Vanaf het voorjaar (2017) ben ik aan het schrijven aan een nieuw boek. De voorlopige titel is: Genezing en bevrijding in de tussentijd. Dit is niet meer dan een werktitel en tegelijk zeg ik daarmee veel over de inhoud: Ik ben nu halverwege. De vragen achter het schrijfproces:

  • Wat zit er nou achter dat in het werk van genezing en bevrijding (en dat is geen optie, maar een bijbelse opdracht! ) God soms zo verrassend ingrijpt en antwoordt op onze gebeden, alsof de hemel openscheurt, en dat in andere situaties de hemel van koper lijkt en processen van genezing en bevrijding uiterst taai zijn of gewoon stagneren?
  • Wat is daarin het verschil tussen genezing en bevrijding? En ook: tussen lichamelijke en innerlijke/emotionele genezing? Want met vele anderen zeg ik dat God eerder bevrijding dan genezing geeft.
  • Wat betekent het gegeven dat het Koninkrijk van God weliswaar 'reeds' onder ons is, maar ook 'nog niet'? En dat we nog steeds wachten op het volle Koninkrijk van God, op een nieuwe aarde onder een nieuwe hemel?
  • Wat kunnen belemmeringen en valkuilen zijn in de Dienst der Genezing en in de Dienst der Bevrijding?
  • Wat zeggen we als we zeggen dat God 'soeverein', ook in zijn reactie op onze gebeden om genezing en bevrijding? En: kan God zich ook verbergen? Kan God ook een weg gaan met het lijden, en kan dat lijden zelfs Gods bedoeling zijn?

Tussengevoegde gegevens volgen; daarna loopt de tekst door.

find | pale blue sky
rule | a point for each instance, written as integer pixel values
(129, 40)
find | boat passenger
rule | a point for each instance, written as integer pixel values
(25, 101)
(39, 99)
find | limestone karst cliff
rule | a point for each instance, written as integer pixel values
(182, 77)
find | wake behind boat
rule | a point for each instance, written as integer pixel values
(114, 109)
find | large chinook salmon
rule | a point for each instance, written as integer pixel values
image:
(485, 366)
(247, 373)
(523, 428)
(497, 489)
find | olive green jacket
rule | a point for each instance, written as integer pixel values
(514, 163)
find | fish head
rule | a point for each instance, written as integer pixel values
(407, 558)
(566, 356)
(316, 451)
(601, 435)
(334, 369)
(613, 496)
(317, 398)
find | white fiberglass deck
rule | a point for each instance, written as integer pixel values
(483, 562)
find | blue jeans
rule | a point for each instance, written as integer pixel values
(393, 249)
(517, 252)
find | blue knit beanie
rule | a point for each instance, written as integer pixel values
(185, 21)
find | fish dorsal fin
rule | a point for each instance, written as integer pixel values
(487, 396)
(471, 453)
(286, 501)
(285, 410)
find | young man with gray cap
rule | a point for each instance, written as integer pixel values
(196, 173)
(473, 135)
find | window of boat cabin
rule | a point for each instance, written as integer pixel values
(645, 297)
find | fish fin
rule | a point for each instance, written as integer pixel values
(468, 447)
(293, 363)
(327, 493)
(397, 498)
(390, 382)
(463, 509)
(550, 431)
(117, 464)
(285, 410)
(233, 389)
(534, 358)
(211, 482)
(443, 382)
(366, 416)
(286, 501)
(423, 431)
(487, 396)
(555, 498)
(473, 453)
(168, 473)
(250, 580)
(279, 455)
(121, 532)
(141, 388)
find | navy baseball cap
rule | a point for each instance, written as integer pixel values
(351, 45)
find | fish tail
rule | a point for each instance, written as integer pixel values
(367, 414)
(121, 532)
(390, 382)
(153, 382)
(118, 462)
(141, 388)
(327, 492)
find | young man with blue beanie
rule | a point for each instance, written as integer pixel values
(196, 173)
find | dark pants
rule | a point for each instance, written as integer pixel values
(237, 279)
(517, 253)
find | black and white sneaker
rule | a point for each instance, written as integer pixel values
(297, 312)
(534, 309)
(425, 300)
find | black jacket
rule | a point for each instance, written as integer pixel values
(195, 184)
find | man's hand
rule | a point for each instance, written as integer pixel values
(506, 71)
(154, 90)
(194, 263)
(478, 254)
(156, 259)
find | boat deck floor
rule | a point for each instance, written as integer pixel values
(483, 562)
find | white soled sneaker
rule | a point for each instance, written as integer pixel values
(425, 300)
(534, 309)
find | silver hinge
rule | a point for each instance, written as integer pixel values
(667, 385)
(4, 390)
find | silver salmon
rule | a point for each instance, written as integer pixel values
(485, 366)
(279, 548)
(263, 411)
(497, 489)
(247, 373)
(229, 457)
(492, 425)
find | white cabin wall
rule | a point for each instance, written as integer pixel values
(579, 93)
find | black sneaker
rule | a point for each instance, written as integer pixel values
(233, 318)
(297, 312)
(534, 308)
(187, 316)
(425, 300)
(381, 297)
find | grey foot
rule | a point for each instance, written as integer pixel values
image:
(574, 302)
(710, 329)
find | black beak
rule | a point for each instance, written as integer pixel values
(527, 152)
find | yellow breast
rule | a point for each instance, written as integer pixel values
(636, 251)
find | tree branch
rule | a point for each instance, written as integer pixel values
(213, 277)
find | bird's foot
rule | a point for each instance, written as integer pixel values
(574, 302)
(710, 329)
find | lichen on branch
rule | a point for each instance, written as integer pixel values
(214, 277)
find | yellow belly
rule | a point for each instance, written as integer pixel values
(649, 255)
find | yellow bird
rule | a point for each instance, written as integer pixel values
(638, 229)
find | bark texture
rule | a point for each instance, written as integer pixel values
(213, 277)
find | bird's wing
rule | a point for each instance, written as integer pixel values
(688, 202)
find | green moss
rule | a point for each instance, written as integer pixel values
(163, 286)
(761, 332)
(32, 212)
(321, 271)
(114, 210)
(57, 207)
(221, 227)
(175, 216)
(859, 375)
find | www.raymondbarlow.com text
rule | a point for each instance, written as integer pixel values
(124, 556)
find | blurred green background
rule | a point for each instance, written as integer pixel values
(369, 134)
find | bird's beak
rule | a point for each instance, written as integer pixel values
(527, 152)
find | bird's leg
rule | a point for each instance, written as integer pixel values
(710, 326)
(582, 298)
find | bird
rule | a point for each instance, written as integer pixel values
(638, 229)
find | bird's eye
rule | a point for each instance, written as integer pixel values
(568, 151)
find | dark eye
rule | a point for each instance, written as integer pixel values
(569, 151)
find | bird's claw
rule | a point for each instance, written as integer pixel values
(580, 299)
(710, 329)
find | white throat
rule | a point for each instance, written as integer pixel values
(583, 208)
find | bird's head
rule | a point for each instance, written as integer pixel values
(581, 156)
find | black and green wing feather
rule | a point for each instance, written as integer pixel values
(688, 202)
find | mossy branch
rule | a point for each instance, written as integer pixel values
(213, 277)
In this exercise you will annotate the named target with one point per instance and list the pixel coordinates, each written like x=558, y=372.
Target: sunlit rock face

In het boek hoop ik nog veel meer thema's uit te werken, bijvoorbeeld de vraag:

  • Wat zijn de grotere werken die de leerlingen en wij volgens Jezus zullen doen (Joh. 14:12)?
  • Op welke manier is er een verschil tussen Jezus’ bediening en de onze?
  • Waaraan moeten we denken bij Paulus'  ‘doorn in het vlees' (2 Kor. 12)? Was dat een ziekte of had het meer met tegenstand in zijn bediening te maken? Of van allebei wat?
  • En wat betekent het dat in de striemen van Jezus er voor ons genezing is (Jes. 53, Mat. 8)?

Maandelijks probeer ik een nieuwe blog over dit boek op deze site te plaatsen, Vorige maand ging het over drie casussen over wel genezen (innerlijk, lichamelijk) of bevrijd worden. Nu drie verhalen waarin dat juist niet lijkt te gebeuren.

Geen lichamelijke genezing... of nog niet?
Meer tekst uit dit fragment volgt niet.